Tuesday, January 11, 2011

1.5 Weeks of Bliss

Really, it was better than a vacation to the Bahamas. We had a short visit from Bliss right over the Christmas holidays. Calvin seemed to be recovered from the surgery and was feeling the very positive effects of not having a burning esophageal ulcers and reflux. And what a difference it made. I'm telling you, we nearly felt sane again!

We were actually able to ALL go to church and ALL sit in church. I could put Calvin down and take a shower without my blood pressure shooting through the roof and shampooing my hair in negative two seconds, flat. We took Calvin to a Christmas party at my parents and I could actually put him down and get something to eat (and he wasn't crying or choking!) and visit with people.


 Calvin had a great time with my brother, Zach. Look at his giggles!





Dear friends of ours (the Beekes) came over and for the first time were able to see Calvin in a non-screaming state. I think we may have even had a conversation. It was all so calm it was surreal after a year of incredible instensity.

 

It almost seemed too good to be true. And it was, sort-of. The day after the Beeke clan headed for Canada and every last Chrimstmas bow and wrapper were put away, Calvin began vomiting. Precisely what his surgery was supposed to prevent. We were quite crushed.

For the past two weeks we've been in the excellent hands of the medical team at Spectrum and are working to keep Calvin hydrated and in a non-retching state. We haven't quite acheived the latter yet. So in many respects we feel like we have gone backwards. He has his reflux back (although the surgery seems to be preventing some of it still) and in addition we are not able to keep fluids in him very well. He's on the feeding tube the whole night and can only take 1-3 ounces each hour. And then he still vomits sometimes.
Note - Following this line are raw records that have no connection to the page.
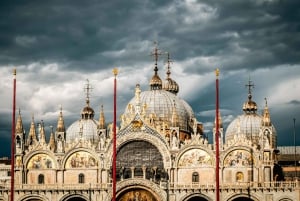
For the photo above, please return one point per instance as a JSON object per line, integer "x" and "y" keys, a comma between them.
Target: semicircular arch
{"x": 73, "y": 197}
{"x": 81, "y": 157}
{"x": 195, "y": 196}
{"x": 239, "y": 156}
{"x": 141, "y": 136}
{"x": 186, "y": 158}
{"x": 142, "y": 188}
{"x": 41, "y": 160}
{"x": 242, "y": 197}
{"x": 33, "y": 197}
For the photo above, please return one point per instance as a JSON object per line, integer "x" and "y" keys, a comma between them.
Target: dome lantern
{"x": 169, "y": 84}
{"x": 155, "y": 82}
{"x": 250, "y": 107}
We are so thankful for the small glimpse we had of Calvin when he was comfortable. He's a delight! We are praying we can get him to that state again. It's been hard for me to understand this. In a way if feels like God gave us such relief and then took it back again. Pray for us that we would continue to trust Him and not despair of His mercy. 

4 comments:

Kate said...

What a beautiful gift from God over Christmas. Lots of prayers for his renewed comfort.

Alice said...

Hi Kara,
I have been following your blog for a few months now... I was introduced through a friend in Cambodia. Thank you so much for your encouraging posts. Your faith and strength is an inspiration and challenge to me. My son has some health issues and reading your posts gave me so much comfort knowing that someone else knew what I was going through. Thank you. I am praying for your son and your family... Take courage.

Alice

KarenKTeachCamb said...

As I listen to a baby screaming downstairs (not the toddler I usually hear), it reminds me of what you have been through and are going through with Calvin. Kara, I thank God for you, and your honesty and thoughtfulness in your blog posts. You are so honest and sometimes so deep in your thoughts. I praise God with you for the glimpse He gave you of the real Calvin, and like many others, pray that somehow the level of comfort your precious Calvin expereienced will return. I don't understand it all either, but greatly admire you and Daryl and your little family.
Love and prayers.
Karen

Christy said...

Such joy and pain, all in a few weeks. I sure don't understand this either. I just hate all this hurting. I'm so sorry ... praying for your Calvin back.